Steve Kemp discovered several vulnerabilities in abuse, the SDL port of the Abuse action game, which could lead to the execution of arbitrary code with elevated privileges since it is installed setuid root. The Common Vulnerabilities and Exposures project identifies the following problems: CAN-2005-0098 Buffer overflows in the command line handling. <edit> This was actually found by Erik Sj?lund <erik.sjolund@home.se> </edit> CAN-2005-0099 Insecure file creation may lead to the creation of arbitrary files.
Created attachment 49739 [details, diff] /home/jaervosz/patch.CAN-2005-0098.abuse
Created attachment 49740 [details, diff] /home/jaervosz/patch.CAN-2005-0099.abuse
Later comment on v-s: > - strcpy(level_file,argv[i]); > + strncpy(level_file,argv[i],sizeof(level_file)-1); > + level_file[sizeof(level_file)] = '\0'; This writes the NUL byte just beyond the end of buffer. Other replacements of strcpy() further in the patch have the same problem. Rather than use strncpy(), better use: level_file[0] = '\0'; strncat(level_file, argv[i], sizeof(level_file) - 1); > + setuid(getuid()); > + setgid(getgid()); I don't think it makes a difference here, but it's generally safer to do the setgid() first. And it's a good idea to make sure both calls actually succeed, by checking the return value and aborting on errors.
vapier: do we have "abuse" setuid games or root ?
This is not setuid or setgid anything on Gentoo. So CAN-2005-0098 is shallow for us since we have nice default protections on to secure ourselves from the weak programming qualities of game coders. That leaves us with the not-really-deep CAN-2005-0099, which can wait for public release and probably isn't worth a GLSA (arbitrary file CREATION + root shouldn't play games).
Public with Debian Security Advisory DSA 691-1 Games herd, please apply fix CAN-2005-0099, not sure if fix for -0098 is needed.
games team: *bump*
Wow... I'm not even sure if our version of abuse is vulnerable... we're currently on 0.7.0, whereas these patches are for 2.0.0, so I need to update abuse along with adding these patches.

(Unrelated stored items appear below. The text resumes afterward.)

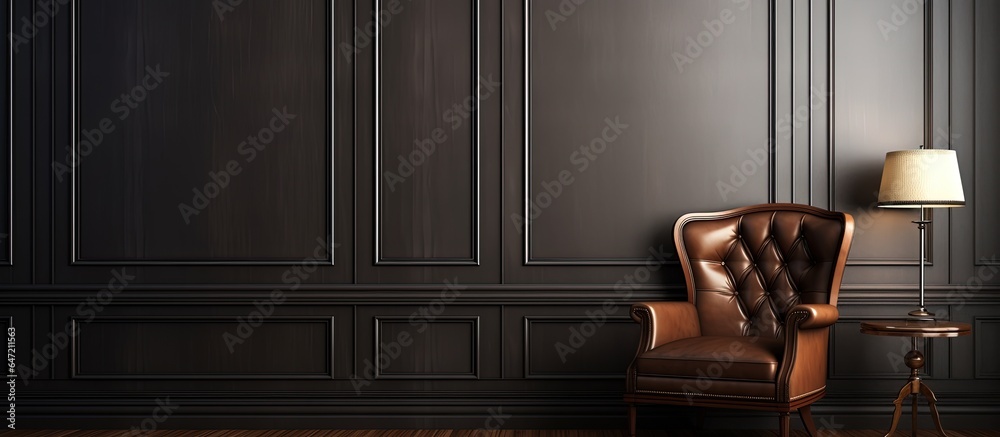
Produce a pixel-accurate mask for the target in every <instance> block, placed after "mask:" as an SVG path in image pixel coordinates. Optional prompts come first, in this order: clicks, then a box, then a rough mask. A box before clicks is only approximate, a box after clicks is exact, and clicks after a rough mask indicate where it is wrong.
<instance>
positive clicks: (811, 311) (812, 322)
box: [785, 303, 840, 332]
mask: <svg viewBox="0 0 1000 437" xmlns="http://www.w3.org/2000/svg"><path fill="white" fill-rule="evenodd" d="M838 318H840V311H839V310H837V307H835V306H833V305H827V304H822V303H812V304H799V305H796V306H795V307H793V308H792V310H791V311H789V312H788V314H787V315H786V316H785V326H786V327H787V329H789V332H791V330H792V329H816V328H825V327H827V326H830V325H832V324H833V323H834V322H836V321H837V319H838ZM793 327H794V328H793Z"/></svg>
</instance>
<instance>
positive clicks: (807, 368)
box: [775, 304, 840, 402]
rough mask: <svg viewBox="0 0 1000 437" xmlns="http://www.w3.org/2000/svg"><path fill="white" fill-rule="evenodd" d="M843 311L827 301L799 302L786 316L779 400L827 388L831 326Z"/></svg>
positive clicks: (818, 393)
mask: <svg viewBox="0 0 1000 437" xmlns="http://www.w3.org/2000/svg"><path fill="white" fill-rule="evenodd" d="M839 317H840V312H839V311H838V310H837V307H835V306H833V305H827V304H800V305H796V306H795V307H793V308H792V310H791V311H789V312H788V314H787V315H786V317H785V329H786V331H785V352H784V356H783V357H782V359H781V366H780V367H779V368H778V381H777V382H778V384H777V393H775V395H776V397H777V399H778V400H779V401H784V402H789V401H794V400H796V399H799V398H804V397H808V396H813V395H822V393H823V392H825V389H826V374H827V355H828V353H829V346H830V345H829V343H830V326H831V325H833V324H834V323H835V322H836V321H837V318H839Z"/></svg>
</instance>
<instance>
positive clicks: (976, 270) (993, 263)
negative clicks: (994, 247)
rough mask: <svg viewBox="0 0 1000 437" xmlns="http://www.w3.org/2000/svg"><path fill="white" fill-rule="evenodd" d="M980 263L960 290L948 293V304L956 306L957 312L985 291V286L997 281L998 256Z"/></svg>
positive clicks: (984, 257) (965, 281) (979, 259)
mask: <svg viewBox="0 0 1000 437" xmlns="http://www.w3.org/2000/svg"><path fill="white" fill-rule="evenodd" d="M979 261H980V262H979V266H978V268H977V269H976V271H975V273H974V274H973V275H972V276H970V277H969V278H968V279H966V280H965V283H964V284H959V286H958V288H956V289H953V290H951V291H949V292H948V298H947V300H948V304H949V305H953V306H955V309H956V310H960V309H962V308H965V304H966V303H968V301H969V300H970V299H972V298H973V296H974V295H975V294H976V293H978V292H979V291H980V290H982V289H983V285H985V284H986V283H988V282H990V281H992V280H994V279H996V277H997V275H998V274H1000V261H998V260H997V254H993V255H992V256H991V257H990V258H986V257H982V258H980V259H979Z"/></svg>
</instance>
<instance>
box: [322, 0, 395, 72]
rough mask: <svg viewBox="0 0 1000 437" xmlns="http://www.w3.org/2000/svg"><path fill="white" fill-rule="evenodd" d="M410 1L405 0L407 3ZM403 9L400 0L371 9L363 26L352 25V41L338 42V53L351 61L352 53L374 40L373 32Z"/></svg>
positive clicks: (369, 45) (362, 48)
mask: <svg viewBox="0 0 1000 437" xmlns="http://www.w3.org/2000/svg"><path fill="white" fill-rule="evenodd" d="M411 1H412V0H406V2H407V3H409V2H411ZM380 4H381V3H380ZM403 10H404V7H403V2H402V1H401V0H389V3H387V4H386V5H385V7H384V8H382V9H379V11H378V12H377V13H376V12H375V11H372V19H371V21H369V22H368V23H367V24H365V25H364V26H360V27H359V26H354V41H352V42H351V44H348V43H340V45H339V46H337V47H338V48H339V49H340V54H341V55H343V56H344V59H345V60H347V62H351V61H353V60H354V55H357V54H358V53H360V52H361V51H362V50H364V49H365V48H367V47H368V46H370V45H371V44H372V42H374V41H375V32H377V31H378V30H379V29H382V28H385V27H386V26H388V25H389V23H391V22H392V17H394V16H396V15H399V14H401V13H402V12H403Z"/></svg>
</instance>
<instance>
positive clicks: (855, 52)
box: [829, 0, 925, 266]
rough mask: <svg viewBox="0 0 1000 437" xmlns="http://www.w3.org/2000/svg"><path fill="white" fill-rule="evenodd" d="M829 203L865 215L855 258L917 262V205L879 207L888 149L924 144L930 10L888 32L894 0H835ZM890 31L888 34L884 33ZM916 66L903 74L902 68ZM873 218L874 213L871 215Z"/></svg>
mask: <svg viewBox="0 0 1000 437" xmlns="http://www.w3.org/2000/svg"><path fill="white" fill-rule="evenodd" d="M833 4H834V17H833V20H834V23H835V26H836V31H835V32H834V41H833V47H834V48H833V58H832V59H833V64H834V65H833V67H832V68H833V75H834V87H833V90H832V91H833V96H832V99H833V100H832V101H833V105H834V113H833V126H832V129H833V141H834V143H833V148H834V149H833V151H832V152H831V153H832V156H833V160H834V162H833V166H832V167H831V173H830V178H831V180H830V190H831V196H830V205H829V207H830V208H831V209H836V210H841V211H847V212H850V213H852V214H855V215H858V216H863V217H859V218H864V219H865V220H864V221H863V222H861V221H859V223H858V228H859V229H858V232H857V233H858V234H859V235H863V236H864V238H857V239H856V240H855V242H854V245H853V247H852V248H851V260H850V261H849V262H850V263H851V264H855V265H881V266H889V265H913V264H916V263H917V255H916V253H917V251H918V246H917V238H916V228H915V226H914V225H912V224H910V221H911V220H915V219H916V218H917V213H916V212H915V210H882V209H879V208H877V206H876V205H877V201H878V189H879V183H880V181H881V174H882V163H883V161H884V159H885V153H886V152H889V151H892V150H900V149H915V148H918V147H919V146H920V145H921V144H924V117H925V111H924V97H923V96H924V79H923V75H922V71H923V62H924V44H923V36H924V26H923V20H924V13H923V10H922V9H918V10H917V11H916V12H915V13H914V14H908V15H906V18H907V23H906V25H904V26H899V27H898V29H897V30H895V31H888V32H885V33H883V31H882V30H880V27H879V26H878V25H877V23H879V20H883V21H885V20H884V19H885V18H886V17H891V16H892V14H893V11H894V9H893V6H894V5H895V2H893V1H892V0H875V1H869V0H836V1H834V2H833ZM883 35H887V36H883ZM904 70H906V71H909V72H912V74H901V73H900V72H901V71H904ZM873 218H874V219H873Z"/></svg>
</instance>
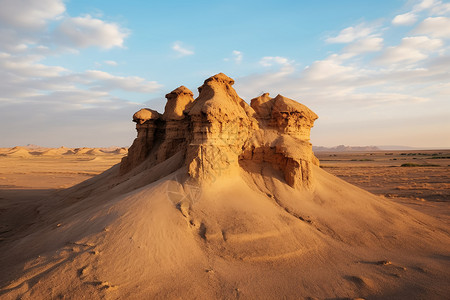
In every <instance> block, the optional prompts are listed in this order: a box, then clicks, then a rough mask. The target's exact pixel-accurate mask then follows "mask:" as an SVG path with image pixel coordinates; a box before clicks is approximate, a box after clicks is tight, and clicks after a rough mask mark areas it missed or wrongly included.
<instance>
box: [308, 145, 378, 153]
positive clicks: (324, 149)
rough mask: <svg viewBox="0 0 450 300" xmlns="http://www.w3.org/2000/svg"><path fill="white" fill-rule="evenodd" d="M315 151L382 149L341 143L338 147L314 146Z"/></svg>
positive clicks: (373, 150)
mask: <svg viewBox="0 0 450 300" xmlns="http://www.w3.org/2000/svg"><path fill="white" fill-rule="evenodd" d="M313 150H314V151H324V152H325V151H330V152H370V151H380V150H381V149H380V148H378V147H377V146H345V145H339V146H336V147H323V146H313Z"/></svg>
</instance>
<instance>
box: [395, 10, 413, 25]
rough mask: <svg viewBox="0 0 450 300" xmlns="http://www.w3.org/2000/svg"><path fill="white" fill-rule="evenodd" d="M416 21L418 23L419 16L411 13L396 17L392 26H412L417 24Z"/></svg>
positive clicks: (412, 13) (403, 14)
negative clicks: (393, 25) (393, 24)
mask: <svg viewBox="0 0 450 300" xmlns="http://www.w3.org/2000/svg"><path fill="white" fill-rule="evenodd" d="M416 21H417V15H416V14H414V13H411V12H409V13H405V14H401V15H397V16H395V18H394V19H393V20H392V24H394V25H412V24H414V23H416Z"/></svg>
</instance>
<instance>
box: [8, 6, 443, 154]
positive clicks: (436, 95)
mask: <svg viewBox="0 0 450 300" xmlns="http://www.w3.org/2000/svg"><path fill="white" fill-rule="evenodd" d="M449 28H450V3H449V2H448V1H441V0H416V1H400V0H395V1H348V0H346V1H344V0H341V1H334V0H328V1H158V2H156V1H127V2H124V1H92V0H91V1H80V0H77V1H61V0H41V1H33V0H0V90H1V91H2V93H1V94H0V146H14V145H25V144H28V143H32V144H40V145H43V146H60V145H65V146H72V147H74V146H111V145H119V146H127V145H130V144H131V142H132V140H133V138H134V135H135V131H134V125H133V124H132V123H131V122H130V120H131V115H132V114H133V112H134V111H136V110H138V109H139V108H141V107H151V108H154V109H157V110H159V111H160V112H162V111H163V108H164V105H165V98H164V95H165V94H166V93H168V92H170V91H171V90H173V89H175V88H176V87H178V86H180V85H185V86H187V87H188V88H190V89H191V90H192V91H193V92H196V89H197V87H198V86H200V85H201V84H202V82H203V80H204V79H206V78H207V77H209V76H211V75H214V74H216V73H218V72H224V73H226V74H227V75H228V76H230V77H232V78H234V79H235V81H236V84H235V88H236V90H237V92H238V94H239V95H240V96H241V97H242V98H243V99H244V100H246V101H247V102H250V100H251V98H253V97H256V96H259V95H260V94H261V93H262V92H270V93H271V95H272V96H276V94H278V93H280V94H283V95H284V96H287V97H289V98H292V99H295V100H297V101H299V102H301V103H304V104H306V105H307V106H308V107H310V108H311V109H312V110H313V111H315V112H316V113H317V114H318V115H319V120H317V122H316V125H315V127H314V128H313V130H312V143H313V144H314V145H322V146H334V145H338V144H346V145H407V146H415V147H450V138H449V137H450V83H449V82H450V75H449V70H450V42H449V40H450V29H449Z"/></svg>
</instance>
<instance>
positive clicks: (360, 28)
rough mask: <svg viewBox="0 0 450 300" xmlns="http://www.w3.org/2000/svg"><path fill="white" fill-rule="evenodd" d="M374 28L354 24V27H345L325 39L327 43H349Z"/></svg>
mask: <svg viewBox="0 0 450 300" xmlns="http://www.w3.org/2000/svg"><path fill="white" fill-rule="evenodd" d="M374 30H375V29H374V28H372V27H367V26H366V25H364V24H359V25H356V26H355V27H347V28H345V29H342V30H341V32H339V34H338V35H337V36H335V37H329V38H327V39H326V42H328V43H351V42H353V41H355V40H357V39H360V38H364V37H367V36H369V35H371V34H372V33H373V32H374Z"/></svg>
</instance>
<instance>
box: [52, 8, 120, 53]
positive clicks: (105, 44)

Alright, I was wrong. The highest version of abuse_sdl is 0.7.0, as we have in portage. abuse_sdl is also all written in C++ and not C, so these patches definitely do not apply. There is an "Abuse2" project, which we do not have in portage. I would suspect that these patches are to that project and not to abuse_sdl.
OK then we should consider this one INVALID. If our abuse is vulnerable, its not to the same bug anyway.